L'exécution a tourné au supplice. Clayton Lockett a agonisé pendant trois quart d'heures, mardi 29 avril, dans l'Oklahoma (Etats-Unis). Deux exécutions étaient prévues ce soir-là, avec un nouveau protocole jamais testé auparavant. Ce dernier consistait à injecter trois produits aux condamnés : un sédatif, un anesthésiant et du chlorure de potassium à dose létale. Mais tout ne s'est pas passé comme prévu.

A 18h23 heure locale, le premier produit est administré à Clayton Lockett, condamné à mort en 2000 pour le viol et le meurtre d'une jeune femme qu'il avait enterrée vivante. Déclaré "inconscient" dix minutes plus tard, les deux autres produits lui sont donc injectés. C'est alors que l'homme s'agite. Le début d'une lente agonie, que les témoins de la scène racontent au New York Times  : le détenu se tord de douleur. Il serre les dents, tente de prononcer quelques mots : "quelque chose ne vas pas".

"Ça ressemblait à de la torture"

Un membre de l'équipe pénitentiaire tire alors les rideaux pour empêcher les témoins de l'événement de voir la suite, rapporte l'agence Associated Press. Selon le directeur de l'administration des prisons d'Oklahoma, Robert Patton, c'est alors qu'un médecin examine le prisonnier et constate qu'une veine a éclaté, empêchant le sédatif d'agir convenablement. "C'était extrêmement difficile de voir ça. Ça ressemblait à de la torture", ont déclaré, à la sortie de la salle d'exécution, les avocats de Clayton Lockett. Le condamné est finalement mort d'une crise cardiaque à 19h06, soit près de trois quart d'heure après le début de l'exécution.

La seconde mise à mort, prévue deux heures plus tard, est immédiatement annulée en attendant un "examen complet de la procédure". L'exécution de Charles Warner, condamné en 1997 pour le viol et le meurtre de la fillette de 11 mois de sa compagne est repoussée de 14 jours. Ce dernier, tout comme Clayton Lockett, réclamaient depuis plusieurs semaines des informations sur les composants du barbiturique mortel qui devait leur être injecté.

La pénurie d'un produit en cause

La scène qui n'est pas sans rappeler le supplice qu'avait connu un condamné à mort au mois de janvier dernier dans l'Ohio.
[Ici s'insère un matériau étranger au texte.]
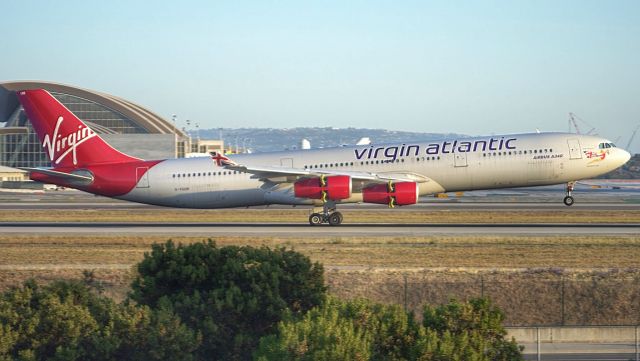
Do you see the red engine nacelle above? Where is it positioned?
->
[362,182,420,207]
[293,175,351,200]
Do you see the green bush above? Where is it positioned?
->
[0,281,199,360]
[130,241,325,360]
[254,299,522,361]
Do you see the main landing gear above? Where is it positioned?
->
[562,182,576,206]
[309,202,344,226]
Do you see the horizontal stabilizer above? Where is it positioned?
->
[19,167,93,183]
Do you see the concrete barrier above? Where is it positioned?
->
[507,326,638,343]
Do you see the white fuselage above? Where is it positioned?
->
[118,133,629,208]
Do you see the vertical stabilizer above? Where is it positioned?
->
[18,89,140,168]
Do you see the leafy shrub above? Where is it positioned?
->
[131,240,325,360]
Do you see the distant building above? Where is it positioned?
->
[0,165,29,183]
[0,81,223,168]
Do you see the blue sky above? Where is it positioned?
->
[0,0,640,151]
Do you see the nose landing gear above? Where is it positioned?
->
[309,202,344,226]
[562,182,576,206]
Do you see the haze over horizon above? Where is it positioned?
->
[0,0,640,153]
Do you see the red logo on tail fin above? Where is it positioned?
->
[42,116,96,165]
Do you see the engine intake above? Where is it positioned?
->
[362,182,420,208]
[293,175,351,201]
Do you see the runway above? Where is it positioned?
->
[0,222,640,238]
[0,201,640,212]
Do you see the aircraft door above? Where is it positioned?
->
[567,138,582,159]
[136,167,149,188]
[453,153,467,167]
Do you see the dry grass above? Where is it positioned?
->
[0,235,640,268]
[0,235,640,325]
[0,209,640,223]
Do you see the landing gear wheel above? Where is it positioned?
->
[333,212,344,224]
[329,212,342,226]
[562,196,574,206]
[309,213,322,226]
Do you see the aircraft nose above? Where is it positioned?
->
[620,149,631,164]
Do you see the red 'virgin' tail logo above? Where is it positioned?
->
[42,116,96,165]
[18,89,140,168]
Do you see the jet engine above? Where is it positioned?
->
[362,182,420,208]
[293,175,351,202]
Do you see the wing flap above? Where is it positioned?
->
[19,167,93,183]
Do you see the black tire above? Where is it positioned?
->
[329,212,342,226]
[562,196,575,206]
[309,213,322,226]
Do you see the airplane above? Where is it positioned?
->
[18,89,631,226]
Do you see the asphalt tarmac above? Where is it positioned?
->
[0,200,640,212]
[0,222,640,238]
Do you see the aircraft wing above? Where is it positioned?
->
[576,179,640,189]
[225,164,430,183]
[19,167,93,182]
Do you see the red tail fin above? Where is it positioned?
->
[18,89,140,168]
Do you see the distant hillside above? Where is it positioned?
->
[199,127,465,152]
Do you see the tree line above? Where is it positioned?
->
[0,241,522,361]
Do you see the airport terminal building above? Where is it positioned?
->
[0,81,222,168]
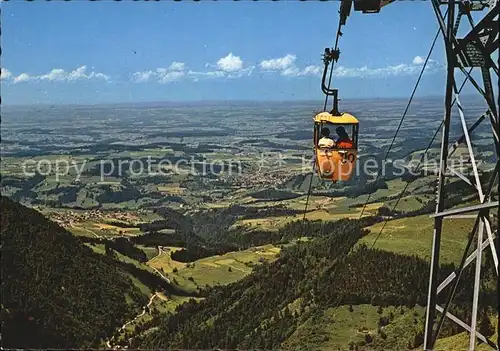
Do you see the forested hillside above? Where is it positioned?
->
[0,197,147,349]
[134,219,495,349]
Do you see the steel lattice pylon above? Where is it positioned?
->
[424,0,500,350]
[339,0,500,350]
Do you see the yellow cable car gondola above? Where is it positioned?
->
[314,107,359,182]
[313,44,359,182]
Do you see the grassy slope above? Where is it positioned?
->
[360,215,474,263]
[283,305,424,350]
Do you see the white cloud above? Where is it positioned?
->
[217,52,243,73]
[413,56,425,65]
[132,71,156,83]
[259,54,297,71]
[158,71,186,84]
[0,67,12,80]
[2,65,110,84]
[168,61,186,71]
[132,61,186,84]
[14,73,33,83]
[259,54,322,77]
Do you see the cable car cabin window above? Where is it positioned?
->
[318,124,358,150]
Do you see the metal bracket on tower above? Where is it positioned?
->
[424,0,500,350]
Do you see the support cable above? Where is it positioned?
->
[372,69,472,248]
[359,22,446,219]
[302,4,343,231]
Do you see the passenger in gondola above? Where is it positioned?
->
[335,126,354,149]
[318,127,335,148]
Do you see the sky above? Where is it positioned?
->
[1,1,462,105]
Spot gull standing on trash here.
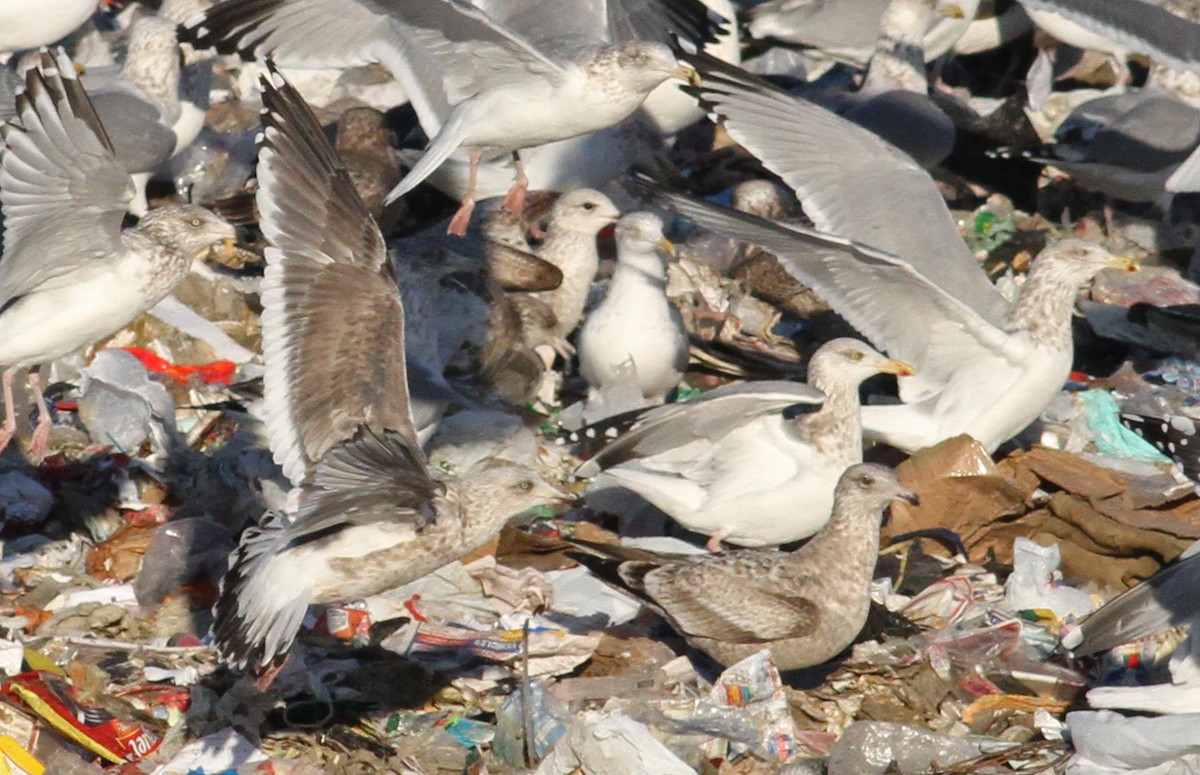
[578,212,688,404]
[212,68,569,686]
[0,52,235,457]
[577,338,912,552]
[185,0,713,235]
[84,16,181,217]
[635,58,1136,452]
[565,463,918,671]
[530,188,620,340]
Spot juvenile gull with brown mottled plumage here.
[0,52,235,457]
[578,338,912,551]
[568,463,917,671]
[212,68,568,684]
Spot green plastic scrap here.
[1082,390,1171,463]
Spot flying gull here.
[566,463,917,671]
[1020,0,1200,71]
[0,52,235,457]
[184,0,713,234]
[578,212,688,404]
[212,70,568,685]
[662,58,1135,452]
[746,0,979,67]
[577,338,912,552]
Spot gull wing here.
[576,380,824,476]
[682,54,1008,326]
[179,0,450,137]
[1021,0,1200,70]
[0,49,133,307]
[256,70,428,483]
[631,180,1025,397]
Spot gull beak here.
[880,358,917,377]
[1104,256,1138,272]
[671,62,700,86]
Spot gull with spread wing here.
[182,0,713,234]
[633,58,1136,452]
[0,52,235,457]
[212,72,569,685]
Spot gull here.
[564,463,918,671]
[746,0,979,67]
[1025,88,1200,202]
[648,58,1136,452]
[0,0,100,52]
[578,212,688,404]
[212,68,568,687]
[532,188,620,338]
[0,52,235,456]
[177,0,712,235]
[85,16,180,216]
[1062,542,1200,713]
[1020,0,1200,71]
[576,338,912,552]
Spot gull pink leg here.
[0,367,17,452]
[446,151,484,236]
[29,371,54,459]
[504,151,529,218]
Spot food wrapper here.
[0,672,162,764]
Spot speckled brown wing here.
[257,70,428,485]
[638,553,821,643]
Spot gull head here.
[546,188,620,235]
[137,204,238,258]
[614,212,674,260]
[463,462,578,517]
[834,463,920,513]
[809,338,914,390]
[1027,239,1138,287]
[590,41,696,94]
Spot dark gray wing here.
[682,48,1008,326]
[576,380,824,477]
[1063,545,1200,655]
[288,425,443,546]
[1021,0,1200,70]
[0,49,133,306]
[257,65,427,483]
[630,180,1025,395]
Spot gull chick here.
[212,71,569,686]
[568,463,917,671]
[578,212,688,405]
[577,338,912,552]
[532,188,620,338]
[0,52,235,457]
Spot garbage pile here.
[0,0,1200,775]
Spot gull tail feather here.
[212,513,312,672]
[384,109,467,204]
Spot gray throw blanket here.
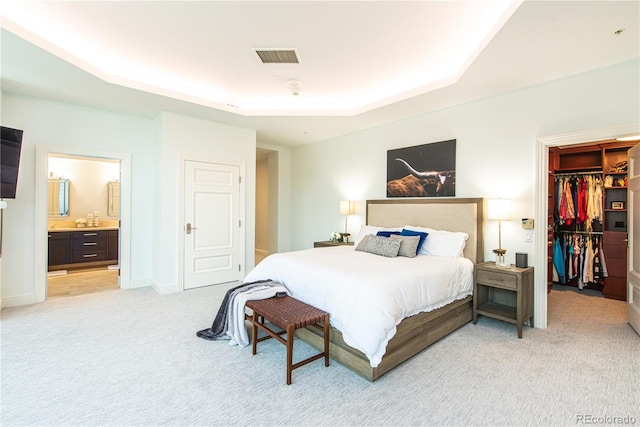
[196,279,288,346]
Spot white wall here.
[0,93,154,306]
[292,60,640,265]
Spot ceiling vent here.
[254,49,300,64]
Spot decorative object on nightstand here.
[473,262,533,338]
[487,199,511,268]
[340,200,355,243]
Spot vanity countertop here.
[47,227,118,233]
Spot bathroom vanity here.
[48,227,118,271]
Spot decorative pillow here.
[376,230,401,237]
[353,225,402,246]
[401,228,429,255]
[390,235,420,258]
[365,236,402,258]
[356,234,373,251]
[405,225,469,258]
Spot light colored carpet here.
[0,285,640,427]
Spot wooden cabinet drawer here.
[72,230,108,263]
[48,231,72,266]
[72,249,107,264]
[604,260,627,282]
[602,277,627,301]
[476,269,518,289]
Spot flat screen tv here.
[0,126,22,199]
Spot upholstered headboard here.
[367,198,484,264]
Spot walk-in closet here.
[547,141,636,300]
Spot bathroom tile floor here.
[47,267,119,298]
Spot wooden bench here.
[246,296,329,385]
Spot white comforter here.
[244,246,473,368]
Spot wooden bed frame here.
[296,198,484,381]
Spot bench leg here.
[324,314,329,366]
[287,325,295,385]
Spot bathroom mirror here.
[47,178,69,217]
[107,181,120,217]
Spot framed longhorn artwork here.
[387,139,456,197]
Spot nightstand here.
[473,262,533,338]
[313,240,353,248]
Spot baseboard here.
[151,281,178,295]
[127,279,151,289]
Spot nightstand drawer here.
[476,269,518,289]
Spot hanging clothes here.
[553,232,607,289]
[554,174,602,231]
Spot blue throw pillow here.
[400,228,429,254]
[376,231,400,237]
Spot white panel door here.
[627,144,640,334]
[183,160,240,289]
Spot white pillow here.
[353,225,402,246]
[404,225,469,258]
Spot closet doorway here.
[547,139,637,301]
[35,145,131,303]
[47,154,120,299]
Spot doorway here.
[183,159,244,289]
[254,148,279,265]
[47,154,120,298]
[547,139,637,308]
[35,145,131,302]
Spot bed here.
[245,198,483,381]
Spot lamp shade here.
[487,199,511,221]
[340,200,355,216]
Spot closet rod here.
[553,171,602,178]
[555,230,602,234]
Pendant près d'une demie-heure, Dennis McGuire a suffoqué après l'injection du produit qui, là encore, n'avait jamais été testé auparavant.

En cause : la pénurie de l'anesthésiant le plus courant utilisé pour les exécutions, le penthiobarbital. Depuis que les laboratoires pharmaceutiques européens, sous la pression des associations opposées à la peine de mort, refusent de vendre ce produit, les Etats américains cherchent des composants alternatifs. Et se tournent alors vers de nouveaux fournisseurs, parfois peu scrupuleux, ou de nouveaux produits jamais testés.

De quoi relancer le débat sur la peine de mort dans ces Etats. De plus en plus de condamnés demandent le report de leur exécution, le temps d'établir que ces nouveaux produits ne les feront pas souffrir de façon "cruelle ou inhabituelle", comme l'exige le 8e amendement de la constitution américaine. Le Sénat du Kansas examinerait même l'abolition de la peine capitale pour la remplacer par la réclusion à perpétuité. Aux Etats-Unis, 18 Etats sur 50 ont renoncé à la peine de mort.